Tahu Produk tahu berasal dari sari kedelai yang digumpalkan dengan asam
(Suprapti, 2005). Bahan dasar pembuatan tahu adalah kacang kedelai. Oleh karena itu, kandungan protein tahu sangat berkualitas namun jumlah protein dalam tahu hanya 7,8%. Protein tahu tidak terlalu tinggi karena kadar air dalam tahu sangat tinggi, yaitu mencapai 84,8%. Umumnya, makanan dengan kadar air tinggi mengandung protein yang agak rendah (Khomsan dan Anwar, 2008). Karena mengandung kadar air yang tinggi, tahu cepat mengalami penyimpangan bau maupun rasa. Selain itu, kualitas kedelai, sumber air pembuatannya, sanitasi alat-alat pembuatan tahu dan pekerjanya mempengaruhi cita rasa tahu dan kecepatannya dalam mengalami penyimpangan bau (Khomsan dan Anwar, 2008). Jika tidak diawetkan, tahu hanya tahan disimpan selama dua hari bila direndam dalam air sumur atau air keran yang bersih. 2.5.
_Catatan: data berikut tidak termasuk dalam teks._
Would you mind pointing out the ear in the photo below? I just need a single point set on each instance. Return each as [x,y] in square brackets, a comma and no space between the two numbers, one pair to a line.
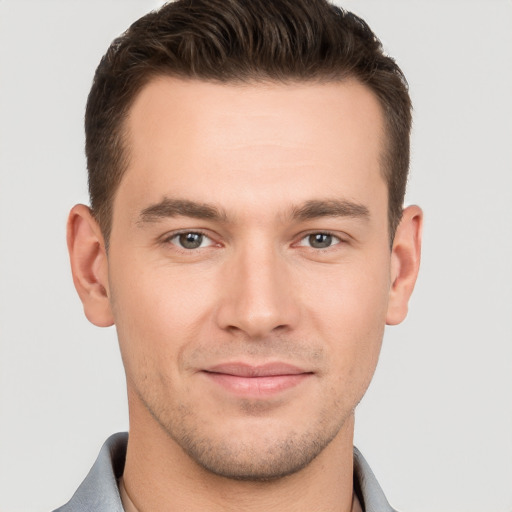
[89,265]
[405,263]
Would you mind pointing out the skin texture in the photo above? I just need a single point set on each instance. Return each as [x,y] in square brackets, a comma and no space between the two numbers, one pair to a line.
[258,174]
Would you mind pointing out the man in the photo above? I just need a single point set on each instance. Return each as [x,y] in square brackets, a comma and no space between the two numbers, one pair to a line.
[247,168]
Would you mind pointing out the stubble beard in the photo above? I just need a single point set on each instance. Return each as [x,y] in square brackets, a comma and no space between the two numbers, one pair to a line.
[270,459]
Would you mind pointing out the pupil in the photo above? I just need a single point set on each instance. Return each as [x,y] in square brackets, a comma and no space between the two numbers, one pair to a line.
[191,240]
[320,240]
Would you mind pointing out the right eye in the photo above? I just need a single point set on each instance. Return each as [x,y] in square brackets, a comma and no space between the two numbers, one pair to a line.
[191,240]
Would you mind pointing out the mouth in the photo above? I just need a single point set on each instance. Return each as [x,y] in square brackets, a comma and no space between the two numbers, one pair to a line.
[256,381]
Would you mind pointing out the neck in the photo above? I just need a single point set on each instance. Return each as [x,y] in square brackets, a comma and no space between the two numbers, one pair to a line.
[160,476]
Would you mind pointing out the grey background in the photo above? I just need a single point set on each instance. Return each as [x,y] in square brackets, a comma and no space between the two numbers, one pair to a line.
[436,424]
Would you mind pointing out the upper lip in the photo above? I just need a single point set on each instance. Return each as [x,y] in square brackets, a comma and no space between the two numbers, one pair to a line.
[259,370]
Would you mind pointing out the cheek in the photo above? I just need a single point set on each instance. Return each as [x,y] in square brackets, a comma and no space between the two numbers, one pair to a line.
[350,317]
[157,312]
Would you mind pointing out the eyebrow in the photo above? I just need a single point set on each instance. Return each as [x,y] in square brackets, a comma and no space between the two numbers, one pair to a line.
[312,209]
[180,207]
[330,208]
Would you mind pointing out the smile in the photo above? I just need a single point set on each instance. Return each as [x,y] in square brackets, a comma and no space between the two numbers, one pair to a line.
[256,381]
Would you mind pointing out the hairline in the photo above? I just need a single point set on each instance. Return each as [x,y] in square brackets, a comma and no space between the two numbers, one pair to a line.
[122,132]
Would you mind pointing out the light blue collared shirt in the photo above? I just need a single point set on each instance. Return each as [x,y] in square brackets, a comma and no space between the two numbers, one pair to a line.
[99,491]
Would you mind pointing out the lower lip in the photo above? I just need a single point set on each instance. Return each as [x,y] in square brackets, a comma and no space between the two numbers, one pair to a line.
[257,386]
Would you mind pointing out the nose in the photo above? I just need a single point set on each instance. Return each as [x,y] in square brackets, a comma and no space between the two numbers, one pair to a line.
[257,296]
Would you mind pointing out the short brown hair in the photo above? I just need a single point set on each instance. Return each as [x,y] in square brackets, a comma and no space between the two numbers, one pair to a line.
[229,41]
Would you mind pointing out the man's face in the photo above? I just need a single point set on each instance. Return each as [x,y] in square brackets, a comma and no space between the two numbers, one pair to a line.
[249,267]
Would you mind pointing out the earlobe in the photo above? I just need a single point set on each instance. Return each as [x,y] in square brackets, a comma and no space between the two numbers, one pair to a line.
[89,265]
[405,263]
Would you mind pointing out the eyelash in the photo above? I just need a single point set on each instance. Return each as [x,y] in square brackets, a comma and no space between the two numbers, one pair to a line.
[169,240]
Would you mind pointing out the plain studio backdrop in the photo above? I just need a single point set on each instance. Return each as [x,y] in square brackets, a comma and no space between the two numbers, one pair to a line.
[436,424]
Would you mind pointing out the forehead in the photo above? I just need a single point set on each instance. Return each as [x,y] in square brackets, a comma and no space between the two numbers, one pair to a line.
[219,139]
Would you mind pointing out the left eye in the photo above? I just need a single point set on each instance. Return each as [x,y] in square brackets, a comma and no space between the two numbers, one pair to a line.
[190,240]
[319,240]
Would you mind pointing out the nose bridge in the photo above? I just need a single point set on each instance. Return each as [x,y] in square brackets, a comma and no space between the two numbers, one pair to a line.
[258,298]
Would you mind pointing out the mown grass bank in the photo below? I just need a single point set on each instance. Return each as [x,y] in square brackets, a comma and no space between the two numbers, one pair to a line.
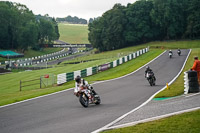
[32,53]
[184,123]
[74,34]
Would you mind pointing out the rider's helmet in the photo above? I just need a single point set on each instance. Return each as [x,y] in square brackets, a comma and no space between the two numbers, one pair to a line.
[78,79]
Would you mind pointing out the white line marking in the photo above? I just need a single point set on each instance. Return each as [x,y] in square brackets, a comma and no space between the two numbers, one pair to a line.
[123,116]
[131,72]
[72,88]
[152,119]
[193,94]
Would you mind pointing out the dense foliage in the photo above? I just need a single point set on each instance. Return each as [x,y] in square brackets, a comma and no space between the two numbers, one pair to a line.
[72,20]
[144,21]
[21,29]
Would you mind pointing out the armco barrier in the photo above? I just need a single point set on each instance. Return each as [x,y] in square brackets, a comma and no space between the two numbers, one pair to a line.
[65,77]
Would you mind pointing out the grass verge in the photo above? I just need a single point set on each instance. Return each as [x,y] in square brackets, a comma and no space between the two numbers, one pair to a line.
[184,123]
[177,88]
[74,34]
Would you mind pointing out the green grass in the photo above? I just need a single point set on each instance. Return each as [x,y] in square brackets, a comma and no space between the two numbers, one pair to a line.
[184,123]
[74,34]
[177,88]
[32,53]
[10,93]
[9,90]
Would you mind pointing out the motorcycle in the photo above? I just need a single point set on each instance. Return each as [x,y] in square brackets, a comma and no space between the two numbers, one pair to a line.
[88,96]
[179,52]
[170,55]
[151,78]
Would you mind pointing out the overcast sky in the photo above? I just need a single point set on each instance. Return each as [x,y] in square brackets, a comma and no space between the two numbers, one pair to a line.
[62,8]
Analisis Kualitatif Formalin dalam Makanan Formaldehida merupakan suatu senyawa aldehida yang dapat dideteksi
dengan menggunakan reagensia Schiff , yaitu larutan pararosanilin yang telah dihilangkan warnanya oleh sulfur dioksida (Stedman’s, 2003). Eksperimen mendeteksi zat aldehida dalam suatu bahan dinamakan tes Schiff. Tes ini dilakukan dengan meneteskan larutan Schiff kedalam 2 tabung uji. Tabung uji pertama berisi 1 ml ethanol dan 0,3 ml asetaldehida sedangkan tabung uji kedua berisi 1 ml ethanol dan 0,3 ml formaldehida. Hasil positif terhadap aldehida ditandai dengan perubahan warna pada larutan yaitu dari tidak berwarna menjadi warna ungu kemerahan. Eksperimen menunjukkan terdapatnya perubahan warna pada kedua-dua tabung reaksi yang berisi zat aldehida (Keush, 2003).